Tubthumper

CD Cover Chumbawumba
Republic / Universal

Review by Darren Kerr



44-second excerpt from "Drip, Drip, Drip" (various formats)


Picture if you will an impressionable boy of about seventeen years of age listening to a bizarre show on college radio. Wild Man Fischer, the Bubbleman and Robyn Hitchcock are all trotted out like mutant show ponies, and then, suddenly, without warning, something altogether unsettling and beautiful comes over the airwaves sounding like Negativland fucking with Crass.

It turns out to be one whole side of Chumbawumba's Pictures of Starving Children Sell Records. It is bloody brilliant. The boy will constantly berate himself for years afterward for not taping it. I never heard it again. Someday I'll buy that intriguing punk album.
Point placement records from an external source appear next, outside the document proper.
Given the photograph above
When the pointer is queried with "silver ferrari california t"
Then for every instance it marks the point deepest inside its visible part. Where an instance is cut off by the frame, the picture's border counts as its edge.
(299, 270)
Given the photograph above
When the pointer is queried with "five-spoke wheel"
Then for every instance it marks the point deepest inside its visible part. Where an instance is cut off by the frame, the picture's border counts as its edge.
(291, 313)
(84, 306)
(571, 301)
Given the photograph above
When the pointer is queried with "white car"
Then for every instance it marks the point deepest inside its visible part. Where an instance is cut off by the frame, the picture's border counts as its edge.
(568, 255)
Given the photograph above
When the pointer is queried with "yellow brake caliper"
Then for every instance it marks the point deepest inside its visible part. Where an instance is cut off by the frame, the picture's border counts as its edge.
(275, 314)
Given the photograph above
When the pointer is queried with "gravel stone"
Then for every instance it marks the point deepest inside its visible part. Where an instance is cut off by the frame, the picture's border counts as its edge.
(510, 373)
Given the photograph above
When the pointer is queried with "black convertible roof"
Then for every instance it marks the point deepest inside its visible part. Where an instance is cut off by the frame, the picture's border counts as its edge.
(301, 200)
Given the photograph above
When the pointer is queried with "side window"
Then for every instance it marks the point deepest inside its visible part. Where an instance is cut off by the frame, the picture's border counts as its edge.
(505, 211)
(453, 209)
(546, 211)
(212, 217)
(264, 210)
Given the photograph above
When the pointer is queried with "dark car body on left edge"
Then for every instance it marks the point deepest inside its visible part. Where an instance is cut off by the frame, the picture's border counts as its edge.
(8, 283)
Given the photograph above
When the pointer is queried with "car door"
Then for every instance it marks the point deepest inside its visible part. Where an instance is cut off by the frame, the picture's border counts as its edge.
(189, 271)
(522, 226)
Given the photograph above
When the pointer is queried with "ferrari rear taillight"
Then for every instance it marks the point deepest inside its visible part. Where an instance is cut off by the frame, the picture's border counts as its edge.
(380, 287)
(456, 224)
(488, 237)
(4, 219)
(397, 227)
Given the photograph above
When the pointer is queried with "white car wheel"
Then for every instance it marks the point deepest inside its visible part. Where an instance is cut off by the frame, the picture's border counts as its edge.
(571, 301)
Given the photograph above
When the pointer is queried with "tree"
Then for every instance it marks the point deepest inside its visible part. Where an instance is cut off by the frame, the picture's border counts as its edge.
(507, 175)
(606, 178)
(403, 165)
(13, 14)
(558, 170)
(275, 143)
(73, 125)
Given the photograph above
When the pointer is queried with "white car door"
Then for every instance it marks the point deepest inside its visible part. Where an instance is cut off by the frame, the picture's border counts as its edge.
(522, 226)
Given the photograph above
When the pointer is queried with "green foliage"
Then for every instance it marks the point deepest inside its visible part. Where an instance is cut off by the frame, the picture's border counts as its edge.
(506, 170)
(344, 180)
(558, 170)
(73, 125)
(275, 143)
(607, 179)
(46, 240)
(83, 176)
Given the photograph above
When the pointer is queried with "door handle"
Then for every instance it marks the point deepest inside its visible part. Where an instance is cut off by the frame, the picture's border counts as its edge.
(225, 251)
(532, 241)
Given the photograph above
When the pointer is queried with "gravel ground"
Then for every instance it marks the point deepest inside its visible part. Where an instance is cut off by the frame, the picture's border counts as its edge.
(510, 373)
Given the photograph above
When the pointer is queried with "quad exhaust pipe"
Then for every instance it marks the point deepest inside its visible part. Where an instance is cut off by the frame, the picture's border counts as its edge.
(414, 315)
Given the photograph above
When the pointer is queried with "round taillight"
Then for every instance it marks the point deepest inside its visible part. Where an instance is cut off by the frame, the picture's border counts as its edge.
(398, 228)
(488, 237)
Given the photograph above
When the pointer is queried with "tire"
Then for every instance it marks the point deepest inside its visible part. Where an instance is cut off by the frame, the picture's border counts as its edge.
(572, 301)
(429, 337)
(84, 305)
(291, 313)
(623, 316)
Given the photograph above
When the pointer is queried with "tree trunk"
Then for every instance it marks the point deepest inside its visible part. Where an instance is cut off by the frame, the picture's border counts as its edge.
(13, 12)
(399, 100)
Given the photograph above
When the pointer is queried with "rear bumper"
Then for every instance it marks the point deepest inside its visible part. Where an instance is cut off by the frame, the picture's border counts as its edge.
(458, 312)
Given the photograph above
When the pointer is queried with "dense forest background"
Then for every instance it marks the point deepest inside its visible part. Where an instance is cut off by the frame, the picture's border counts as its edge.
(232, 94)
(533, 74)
Over the last few years, though, Chumbawumba have morphed into something horrifying. Gone is the Crass-like bile of songs like "Reality Whitewash," replaced instead by a dance music agenda. "Tubthumping" has become a monster international hit with its rugby crowd choruses. Fame has found these malcontents and has neutered them. On "The Good Ship Lifestyle" and "Drip, Drip, Drip," vocalist Danbert Nobacon wants to think he's Mark E. Smith. Not bloody likely.

Yes, the politics are still intact, but they're framed by such drippy mainstream music that no one's going to notice. I know that bands are supposed to evolve and mature -- but did Chumbawumba have to turn into Roxette?